I always considered myself a Québécoise, but I learned that I needed to prove it. When you don't physically fit the mold, you're labeled: "Warning, fragile package, comes from elsewhere."
Yet, my radio played Marie-Chantal Toupin and Dany Bédar as far back as I remember. I shiver at the words of Richard Desjardins. I was a fan of Véronique Cloutier before I was born. Ever since I began understanding social and political issues, Pierre Falardeau has been one of my biggest role models with his activism. I cried when watching Maurice Richard (the movie). Forget clichés... Les Charbonniers de l'enfer and Les Cowboys fringants are among my favorite bands.
When I return to Lebanon and people emphasize my Canadian citizenship, I think: "Yes, but Québécoise above all!". It's part of my identity and I've long since abandoned the idea of choosing between the two. I quickly realized I could have the best of both worlds.

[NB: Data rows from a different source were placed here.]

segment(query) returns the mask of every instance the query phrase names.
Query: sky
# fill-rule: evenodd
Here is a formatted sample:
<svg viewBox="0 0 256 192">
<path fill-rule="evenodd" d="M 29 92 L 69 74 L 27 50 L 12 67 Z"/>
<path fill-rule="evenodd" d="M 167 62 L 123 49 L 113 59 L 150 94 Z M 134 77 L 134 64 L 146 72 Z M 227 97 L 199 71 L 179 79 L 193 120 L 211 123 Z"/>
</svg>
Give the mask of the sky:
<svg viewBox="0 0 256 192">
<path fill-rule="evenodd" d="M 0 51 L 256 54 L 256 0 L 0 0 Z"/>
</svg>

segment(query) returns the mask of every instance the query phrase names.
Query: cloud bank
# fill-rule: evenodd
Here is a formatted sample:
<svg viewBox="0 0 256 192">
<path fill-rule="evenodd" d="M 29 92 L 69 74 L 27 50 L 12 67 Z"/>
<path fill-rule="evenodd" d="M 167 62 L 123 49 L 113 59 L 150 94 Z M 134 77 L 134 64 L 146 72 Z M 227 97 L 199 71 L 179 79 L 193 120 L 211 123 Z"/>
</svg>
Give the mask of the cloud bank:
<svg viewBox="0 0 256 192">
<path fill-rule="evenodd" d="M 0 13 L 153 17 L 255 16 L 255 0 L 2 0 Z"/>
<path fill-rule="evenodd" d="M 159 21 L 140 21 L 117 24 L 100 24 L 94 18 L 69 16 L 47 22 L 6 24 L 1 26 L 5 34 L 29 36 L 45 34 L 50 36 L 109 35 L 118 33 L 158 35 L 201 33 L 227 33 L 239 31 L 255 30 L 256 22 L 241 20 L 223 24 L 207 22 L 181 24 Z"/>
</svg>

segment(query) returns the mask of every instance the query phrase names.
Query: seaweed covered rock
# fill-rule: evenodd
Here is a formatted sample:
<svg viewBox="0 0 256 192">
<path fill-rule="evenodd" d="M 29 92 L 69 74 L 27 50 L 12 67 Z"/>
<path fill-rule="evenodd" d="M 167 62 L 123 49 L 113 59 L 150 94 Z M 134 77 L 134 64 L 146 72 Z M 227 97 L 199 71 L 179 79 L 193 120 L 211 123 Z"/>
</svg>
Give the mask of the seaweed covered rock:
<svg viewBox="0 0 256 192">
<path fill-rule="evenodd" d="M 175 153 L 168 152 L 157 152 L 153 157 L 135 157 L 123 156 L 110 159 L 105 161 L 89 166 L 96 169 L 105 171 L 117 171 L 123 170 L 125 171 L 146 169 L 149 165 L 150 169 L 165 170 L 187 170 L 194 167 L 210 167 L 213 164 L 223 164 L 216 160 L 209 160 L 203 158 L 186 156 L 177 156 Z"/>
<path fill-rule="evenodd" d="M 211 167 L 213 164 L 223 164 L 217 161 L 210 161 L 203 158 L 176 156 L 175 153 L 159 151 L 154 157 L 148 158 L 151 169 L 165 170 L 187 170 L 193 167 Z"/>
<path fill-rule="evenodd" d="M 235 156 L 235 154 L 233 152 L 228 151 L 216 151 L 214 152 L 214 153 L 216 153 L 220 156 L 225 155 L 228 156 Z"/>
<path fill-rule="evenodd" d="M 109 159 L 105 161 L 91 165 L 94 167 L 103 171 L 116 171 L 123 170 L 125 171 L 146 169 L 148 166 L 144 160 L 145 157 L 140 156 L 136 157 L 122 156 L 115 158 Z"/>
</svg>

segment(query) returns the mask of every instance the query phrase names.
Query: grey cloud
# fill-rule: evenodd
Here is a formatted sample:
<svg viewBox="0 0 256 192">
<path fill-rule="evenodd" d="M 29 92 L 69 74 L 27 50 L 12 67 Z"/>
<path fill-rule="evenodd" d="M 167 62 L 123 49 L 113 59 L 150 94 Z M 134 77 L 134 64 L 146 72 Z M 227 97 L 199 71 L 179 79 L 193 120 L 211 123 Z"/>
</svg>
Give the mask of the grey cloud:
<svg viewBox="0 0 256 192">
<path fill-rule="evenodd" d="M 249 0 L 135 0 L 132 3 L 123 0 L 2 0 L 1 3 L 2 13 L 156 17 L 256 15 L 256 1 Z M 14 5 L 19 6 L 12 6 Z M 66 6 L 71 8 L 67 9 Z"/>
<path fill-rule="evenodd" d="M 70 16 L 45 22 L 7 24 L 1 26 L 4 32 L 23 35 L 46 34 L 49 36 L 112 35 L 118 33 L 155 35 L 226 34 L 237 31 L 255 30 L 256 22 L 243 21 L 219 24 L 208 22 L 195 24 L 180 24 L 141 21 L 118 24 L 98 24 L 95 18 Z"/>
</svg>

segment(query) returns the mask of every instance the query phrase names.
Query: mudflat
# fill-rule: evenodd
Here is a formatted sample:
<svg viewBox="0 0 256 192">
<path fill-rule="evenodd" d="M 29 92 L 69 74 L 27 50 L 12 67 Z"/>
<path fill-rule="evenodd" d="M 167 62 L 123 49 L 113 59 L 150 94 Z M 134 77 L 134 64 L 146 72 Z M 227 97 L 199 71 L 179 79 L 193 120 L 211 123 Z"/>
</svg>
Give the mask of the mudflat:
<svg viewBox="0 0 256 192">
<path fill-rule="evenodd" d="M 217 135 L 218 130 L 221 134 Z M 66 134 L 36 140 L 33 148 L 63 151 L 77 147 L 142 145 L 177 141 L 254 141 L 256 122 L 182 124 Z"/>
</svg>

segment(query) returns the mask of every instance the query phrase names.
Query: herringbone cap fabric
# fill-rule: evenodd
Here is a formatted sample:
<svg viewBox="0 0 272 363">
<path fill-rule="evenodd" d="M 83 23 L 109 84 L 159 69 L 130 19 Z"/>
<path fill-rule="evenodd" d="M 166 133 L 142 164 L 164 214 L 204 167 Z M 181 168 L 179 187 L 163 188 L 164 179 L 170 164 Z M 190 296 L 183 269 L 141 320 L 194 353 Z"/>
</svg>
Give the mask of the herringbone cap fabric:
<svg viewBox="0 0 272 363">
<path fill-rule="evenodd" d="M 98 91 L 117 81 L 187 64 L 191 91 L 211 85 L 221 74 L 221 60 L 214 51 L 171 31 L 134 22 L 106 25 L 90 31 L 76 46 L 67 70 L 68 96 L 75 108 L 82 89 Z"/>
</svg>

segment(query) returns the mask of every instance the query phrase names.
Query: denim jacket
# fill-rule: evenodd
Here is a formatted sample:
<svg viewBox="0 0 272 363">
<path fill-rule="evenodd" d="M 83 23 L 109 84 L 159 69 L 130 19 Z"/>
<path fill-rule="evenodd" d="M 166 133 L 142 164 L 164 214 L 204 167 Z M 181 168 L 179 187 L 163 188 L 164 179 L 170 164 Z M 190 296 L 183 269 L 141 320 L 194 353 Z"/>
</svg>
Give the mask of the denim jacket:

But where am I heading you wonder?... simple... I don't want to be tolerated... I don't think I need to be. Johann Wolfgang once said: "Tolerance should be a transitory state. It should lead to respect. To tolerate is to offend." Being tolerated is to feel like a burden. The vast majority of people of different ethnicities simply want to blend in, become more or less like any other Québécois. The ones don't have to tolerate the others.
In fact, the only thing I want to have to tolerate in my life, are everyday banalities... young people who talk too loud on the bus... a slow cashier at the supermarket... a teacher who continues to speak 10 minutes after the course is over. Ultimately, I can also tolerate my mother-in-law, but this is a different story.
In short, I don't want to tolerate the religious faith of a person, nor customs and beliefs that seem twisted. No, I don't want to tolerate them, I want to accept them, respect them and, at the end, make a detail out of them.
I want my veil, a fragment of religious and cultural intertwine, to become the biggest detail of myself when interacting with someone. Being asked about it doesn't bother me (it's part of me), but I don't want it to be a hurdle during a job interview. I don't want it to become a reason for customers to switch cash registers at work. I don't want to be told that I'm unhappy without knowing it. Above all, I don't want it to stifle my Québécois identity and let anyone under the impression that one excludes the other.
Being in Québec is to have the incredible chance of living on a piece of land that thrives on freedom. It's also the chance to know countries all over the world while staying at home; Québec breathes diversity. This is a place where life is good, where each individual is himself, with his opinions sometimes too crude, beliefs sometimes too blatant, differences sometimes too sharp. Being in Québec is to claim individual freedom in all its forms. Being in Québec is to reject the word tolerance and adopt the word respect. To be Québécoise is never by chance. In my case, I am first and foremost because I choose to be.
Translated from a letter by Dalila Awada, published in La Presse [in French], February 18, 2012.